Robert Gwathney’s “Cotton Picker”
The red sun, enraged eyeball
sinking by its own bloody weight
through mustard gas green splotched sky
watches a big spidery brown hand touch
two white testicles of cotton
and the warped line on the yellow route sign
points straight up to nothing
amid nearly bare, needle-thorned plants
and the frail, slump-shouldered figure
in motley crawls on, face mercifully hidden
by the brim of a battered hat.
Review by Anne Evans
This ekphrastic poem describing the painting “Cotton Picker” by Robert Gwanthney intrigued me with its precise concrete descriptions of the objects. From labeling the red sun an “enraged eyeball” sinking with its own “bloody weight” to the “mustard gas green” sky, the diction and colors carry malevolent connotations and reference other historical atrocities, a fitting backdrop for the cotton picker, who reaches out for “two white testicles of cotton.” The poet’s choice of “testicle” works ambiguously here. Looking at the original painting, one can see how the image conjures male genitalia. Using the clinical term of human anatomy suggests the plant is more valued as a cash crop than the enslaved people and later economically enslaved sharecroppers who picked it. Likewise, the poet describes the human worker with animalistic imagery: the description of the “spidery brown hand,” and how it “crawls.” Thus the picker crawling on hands and knees is subjugated to being beneath the cotton boll, now elevated to this precious part of the human body, the potential site of reproduction, wealth, and lineage.
The final lines reinforce the mistreatment and depersonalization of the worker, yet, the word “mercifully” rehumanizes the picker, reminding readers it is a mercy to keep the identity hidden and anonymous within this degrading position. At the same time, both poem and painting give voice and dignity to the worker, whose plight is central to the canvas. Through the description of the sun watching as if “enraged,” the natural world protests this unjust economic system. In these ways the poem works successfully as a “poem of witness,” alerting readers to the disgrace of “man’s inhumanity to man.”

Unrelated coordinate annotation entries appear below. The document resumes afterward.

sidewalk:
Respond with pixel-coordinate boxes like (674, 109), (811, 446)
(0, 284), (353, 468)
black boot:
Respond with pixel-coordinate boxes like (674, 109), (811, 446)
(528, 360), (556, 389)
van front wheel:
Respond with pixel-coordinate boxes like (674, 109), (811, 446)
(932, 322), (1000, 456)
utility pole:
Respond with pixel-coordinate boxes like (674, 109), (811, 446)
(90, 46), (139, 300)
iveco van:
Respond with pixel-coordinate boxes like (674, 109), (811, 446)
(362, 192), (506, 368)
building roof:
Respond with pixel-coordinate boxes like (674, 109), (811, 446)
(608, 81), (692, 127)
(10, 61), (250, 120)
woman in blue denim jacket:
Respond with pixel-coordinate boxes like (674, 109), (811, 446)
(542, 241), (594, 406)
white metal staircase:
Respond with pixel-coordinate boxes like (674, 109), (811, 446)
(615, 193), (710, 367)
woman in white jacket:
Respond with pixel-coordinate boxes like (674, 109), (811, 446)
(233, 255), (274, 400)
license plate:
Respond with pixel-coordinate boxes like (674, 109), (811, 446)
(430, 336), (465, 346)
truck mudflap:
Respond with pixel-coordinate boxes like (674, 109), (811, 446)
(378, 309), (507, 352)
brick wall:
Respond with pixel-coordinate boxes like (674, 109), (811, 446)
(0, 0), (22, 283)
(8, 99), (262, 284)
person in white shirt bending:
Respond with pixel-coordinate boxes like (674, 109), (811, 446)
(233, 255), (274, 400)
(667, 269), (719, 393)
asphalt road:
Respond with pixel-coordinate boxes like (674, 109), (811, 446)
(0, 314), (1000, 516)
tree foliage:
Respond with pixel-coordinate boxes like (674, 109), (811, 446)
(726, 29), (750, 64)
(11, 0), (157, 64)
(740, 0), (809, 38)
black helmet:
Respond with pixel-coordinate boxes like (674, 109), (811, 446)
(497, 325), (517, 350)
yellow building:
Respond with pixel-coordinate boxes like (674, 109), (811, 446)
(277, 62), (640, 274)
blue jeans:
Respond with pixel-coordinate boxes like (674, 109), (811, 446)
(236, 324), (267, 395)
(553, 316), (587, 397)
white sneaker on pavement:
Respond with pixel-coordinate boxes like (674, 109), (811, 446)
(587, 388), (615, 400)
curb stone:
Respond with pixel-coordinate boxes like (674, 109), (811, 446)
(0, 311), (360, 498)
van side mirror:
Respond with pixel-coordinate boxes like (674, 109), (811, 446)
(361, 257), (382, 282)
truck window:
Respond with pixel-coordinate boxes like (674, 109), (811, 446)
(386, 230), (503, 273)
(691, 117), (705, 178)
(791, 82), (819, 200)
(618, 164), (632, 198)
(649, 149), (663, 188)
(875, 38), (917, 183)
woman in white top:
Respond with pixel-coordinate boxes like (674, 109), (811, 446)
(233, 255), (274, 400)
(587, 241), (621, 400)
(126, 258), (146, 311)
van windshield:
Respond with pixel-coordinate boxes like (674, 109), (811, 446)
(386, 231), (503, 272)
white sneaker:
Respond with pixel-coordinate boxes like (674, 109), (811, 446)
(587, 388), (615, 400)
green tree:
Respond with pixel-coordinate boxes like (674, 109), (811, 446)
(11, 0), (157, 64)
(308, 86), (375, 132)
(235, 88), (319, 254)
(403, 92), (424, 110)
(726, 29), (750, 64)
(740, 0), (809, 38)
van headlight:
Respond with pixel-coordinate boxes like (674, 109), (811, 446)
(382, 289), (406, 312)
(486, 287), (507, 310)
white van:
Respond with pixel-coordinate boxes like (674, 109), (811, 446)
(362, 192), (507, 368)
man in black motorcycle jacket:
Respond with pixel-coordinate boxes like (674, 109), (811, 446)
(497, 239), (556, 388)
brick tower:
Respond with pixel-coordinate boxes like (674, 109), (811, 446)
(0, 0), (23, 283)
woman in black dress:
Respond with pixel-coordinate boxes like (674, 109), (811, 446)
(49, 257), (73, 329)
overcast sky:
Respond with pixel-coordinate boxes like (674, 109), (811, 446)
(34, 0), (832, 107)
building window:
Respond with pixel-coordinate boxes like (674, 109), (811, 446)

Review by Massimo Fantuzzi
Narration of a narration (the homonymous painting). All the elements are reproduced with precision and yet, and yet, like in a game of mirrors, of Chinese whispers, the writer and the painter on one side, the reader and the spectator on the other, each one tells and reads and sees their own story. The exercise/fun would be to re-write this poem, not having looked at the painting, pass it on, ask somebody else to re-write it, and so on and so on, to finally see, after six-ten passes, how far we’ve landed from the original picture.